Rabia, 16 ans, est Afghane. Elle fait partie des dizaines de milliers de réfugiés bloqués en Grèce. Entre espoir, solitude, attente, combat pour une vie meilleure et déception… Rabia raconte son quotidien en photos.
« Pour l’instant nous sommes bloqués ici, en Grèce. »
Des centaines de réfugiés vivent à Elliniko, un ancien aéroport et complexe olympique reconverti en camp de réfugiés en périphérie d’Athènes. Je suis contente de pouvoir aller à l’école mais, avec mes amies, nous cherchons toujours une bonne excuse pour sortir de ce lieu qui ressemble à une prison. Sur cette photo, vous voyez les abris de fortune construits par les réfugiés dans l’un des anciens terminaux de l’aéroport. Le camp est en train d'être évacué mais pour l'instant, c’est là où nous vivons, là où nous dormons.
Je suis Afghane, mais je suis née en Iran. Là-bas, je ne pouvais pas aller à l'école car les réfugiés afghans n’ont pas beaucoup de droits. Alors à 14 ans, j'ai commencé à travailler dans un cabinet médical. Lorsque le gouvernement iranien a commencé à envoyer des réfugiés afghans se battre en Syrie, nous avons su que nous devions partir. Nous ne voulions pas que mon frère parte faire la guerre.
Il y a deux ans, mes parents ont envoyé ma sœur en Allemagne. Mon frère est parti l’année suivante. Ils ont maintenant 17 et 21 ans. On espère bientôt pouvoir les rejoindre mais pour l’instant nous sommes bloqués ici, en Grèce.
« Je voudrais raconter à quel point je me sens seule. »
Il y a quelques jours, je me suis réveillée très tôt. Ma première pensée a été : « je suis toujours coincée ici... » Mais finalement, c’était une belle journée, pour moi et pour tous les réfugiés du camp. Un match de football a été organisé. On s’est bien amusés. Garçons et filles, enfants et parents étaient réunis. On applaudissait pour encourager les joueurs.
En fin d’après-midi, en retournant vers notre tente, j’ai vu un homme dessiner. Il était très doué. J'aimerais pouvoir dessiner comme lui et avoir un moyen de m’exprimer. Je voudrais raconter à quel point je me sens seule.
« Nous, les femmes, nous tenons à notre indépendance. »
En fin de journée, j'adore me promener le long de la mer.
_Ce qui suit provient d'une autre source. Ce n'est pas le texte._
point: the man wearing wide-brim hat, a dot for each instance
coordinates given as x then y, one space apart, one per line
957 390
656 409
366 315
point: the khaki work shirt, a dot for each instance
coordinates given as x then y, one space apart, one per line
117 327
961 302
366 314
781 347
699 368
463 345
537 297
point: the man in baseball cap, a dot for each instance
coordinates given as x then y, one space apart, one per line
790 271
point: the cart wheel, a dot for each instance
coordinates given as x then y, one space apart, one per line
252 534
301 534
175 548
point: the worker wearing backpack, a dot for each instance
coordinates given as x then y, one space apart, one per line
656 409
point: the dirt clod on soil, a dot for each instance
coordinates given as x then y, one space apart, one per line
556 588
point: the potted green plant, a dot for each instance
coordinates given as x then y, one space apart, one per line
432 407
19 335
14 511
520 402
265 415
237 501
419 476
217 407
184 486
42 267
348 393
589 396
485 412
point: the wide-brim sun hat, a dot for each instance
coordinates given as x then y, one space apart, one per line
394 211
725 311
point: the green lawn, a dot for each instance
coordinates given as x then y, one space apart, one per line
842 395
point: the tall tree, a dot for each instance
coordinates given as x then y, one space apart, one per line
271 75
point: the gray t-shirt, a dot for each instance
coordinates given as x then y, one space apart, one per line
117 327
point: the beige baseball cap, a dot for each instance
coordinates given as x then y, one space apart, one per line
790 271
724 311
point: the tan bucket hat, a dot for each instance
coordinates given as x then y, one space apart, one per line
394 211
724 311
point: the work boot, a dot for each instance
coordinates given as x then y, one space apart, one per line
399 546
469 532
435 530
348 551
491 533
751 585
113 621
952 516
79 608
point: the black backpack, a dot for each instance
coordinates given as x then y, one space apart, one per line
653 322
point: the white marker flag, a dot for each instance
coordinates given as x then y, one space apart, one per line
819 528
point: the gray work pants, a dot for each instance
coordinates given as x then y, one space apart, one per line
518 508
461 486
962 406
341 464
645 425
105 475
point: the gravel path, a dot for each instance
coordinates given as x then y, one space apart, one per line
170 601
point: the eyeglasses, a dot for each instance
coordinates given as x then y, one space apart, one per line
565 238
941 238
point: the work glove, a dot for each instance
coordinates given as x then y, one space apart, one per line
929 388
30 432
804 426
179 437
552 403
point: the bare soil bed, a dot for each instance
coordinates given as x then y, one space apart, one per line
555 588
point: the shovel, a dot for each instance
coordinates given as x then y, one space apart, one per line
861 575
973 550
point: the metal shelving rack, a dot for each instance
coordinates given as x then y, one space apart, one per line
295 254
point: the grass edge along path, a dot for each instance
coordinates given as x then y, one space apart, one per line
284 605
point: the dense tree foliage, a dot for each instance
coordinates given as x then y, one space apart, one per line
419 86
Le coucher de soleil est à l’image de ma vie. Il y a un peu de lumière et un peu d'obscurité. Ma vie est triste, je ne l’ai pas choisi.
Ce soir-là, j'ai vu une fille assise sur la plage. Ses yeux étaient bleus comme la mer. Elle m'a dit qu'elle venait des États-Unis, qu'elle voyageait seule. Nous, les femmes, nous tenons à notre indépendance. Nous sommes à la fois fortes et sensibles, c'est ce qu'il faut pour pouvoir avancer. Dans un sens, cette fille était un peu comme moi… loin de chez elle... même si, au lieu d'être en vacances, ma famille a fui un pays déchiré par la guerre.
« Je suis patiente et je garde espoir. »
Sur le chemin du retour, j'ai vu un pêcheur, seul sur le front de mer. Je me suis demandé s'il venait ici en fin de journée pour se sentir mieux. Si, lui aussi, cherchait un peu de réconfort dans les couleurs de la mer et du ciel.
Il y a beaucoup d'histoires sur des personnes qui se sentent seules. Ma préférée est "La Petite Fille aux allumettes". Chaque fois qu'elle est triste, la fillette brûle une allumette. Elle devine de belles images dans la flamme chaude et brillante. Je me sens comme elle. Je suis patiente et je garde espoir.
Parfois, je crois en un avenir meilleur. Je voudrais devenir artiste ou infirmière. Il y a beaucoup de tristesse autour de moi, mais je suis sûre que lorsque nous serons réunis avec mon frère et ma sœur en Allemagne, je pourrai réaliser mes rêves. Je me dis que bientôt tout ça sera fini. Quand ? Je ne sais pas mais c’est le vœu que je fais chaque soir.
Cette histoire fait partie d’une série de témoignages photographiques intitulée « À travers mes yeux de réfugiée », initiée par l’ONG CARE, en collaboration avec le centre social Melissa et avec le soutien de la Commission européenne. Trois femmes et jeunes filles réfugiées décrivent leur vie quotidienne en Grèce.
CARE apporte une aide d'urgence aux réfugiés bloqués en Grèce. Le centre Melissa soutient l'intégration des réfugiées en Grèce.